Read on for my design process.

The process

We had 3 days to develop the first prototype. I started with wireframes the day we formed the team. Engineers used this to begin building the interface and backend while I continued refining the UI and content.

The problem statement was clear, there wasn’t much need for discovery research. Rather, the priority was to verify what medical screener questions were needed, and that the forms were quick and easy to fill.

I referenced these hardcopy medical forms and simplified them to create an improved version of the questionnaire.

Hardcopy forms for our reference, showing the data fields we should include.

The original forms weren’t the easiest to understand, so I decided to rewrite them before checking in with the medical experts.

I removed questions that wouldn’t impact the decision to vaccinate,
(e.g. residential status, ethnic group and gender)

Combined questions that covered the same thing,
(e.g. age, date of birth)

I also restructured some questions that were unnecessarily complicated.
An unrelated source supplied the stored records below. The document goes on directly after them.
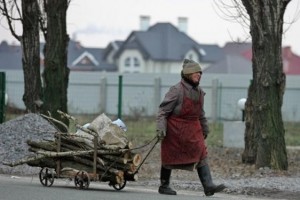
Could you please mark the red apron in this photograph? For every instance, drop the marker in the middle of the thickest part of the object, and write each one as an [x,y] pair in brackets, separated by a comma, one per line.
[184,142]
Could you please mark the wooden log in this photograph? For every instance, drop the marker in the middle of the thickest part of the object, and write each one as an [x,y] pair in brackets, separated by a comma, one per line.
[115,159]
[49,146]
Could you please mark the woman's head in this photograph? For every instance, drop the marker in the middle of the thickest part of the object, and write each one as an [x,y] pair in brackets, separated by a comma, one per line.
[191,72]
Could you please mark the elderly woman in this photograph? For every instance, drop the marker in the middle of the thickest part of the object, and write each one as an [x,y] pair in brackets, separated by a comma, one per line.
[182,128]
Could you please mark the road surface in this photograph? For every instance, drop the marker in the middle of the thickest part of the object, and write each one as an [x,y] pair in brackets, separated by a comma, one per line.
[29,188]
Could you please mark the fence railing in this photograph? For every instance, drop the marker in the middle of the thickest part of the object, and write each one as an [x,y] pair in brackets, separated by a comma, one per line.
[97,92]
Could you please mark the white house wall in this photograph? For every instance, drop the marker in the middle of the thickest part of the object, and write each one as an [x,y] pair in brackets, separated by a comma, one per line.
[131,54]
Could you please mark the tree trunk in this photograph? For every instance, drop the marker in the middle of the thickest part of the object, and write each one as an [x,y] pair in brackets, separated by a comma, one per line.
[56,73]
[30,43]
[264,136]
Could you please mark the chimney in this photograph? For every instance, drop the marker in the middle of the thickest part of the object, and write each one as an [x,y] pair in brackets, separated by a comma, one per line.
[182,24]
[144,23]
(e.g. anaphylaxis = severe allergies, just ask it once)

We conducted multiple rounds of research and refinements at hospitals, clinics, and vaccination centres. We did this cross-functionally, split into two squads with one designer each, taking different locations. This was vital so we could make decisions quickly across design, product and engineering without excessive consultation or debate.

Research areas covered:

  1. Health requirements and vaccination regulations
    Guerrilla tested our prototypes with doctors, nurses, and admin staff

  2. Usability and user acceptance testing
    Mostly with elderly users, as they’re the least savvy

  3. Operational processes and implementation
    Observed existing systems and processes, and ran controlled pilots onsite to ensure smooth implementation

Fixes that were easily implementable were done within a day or two.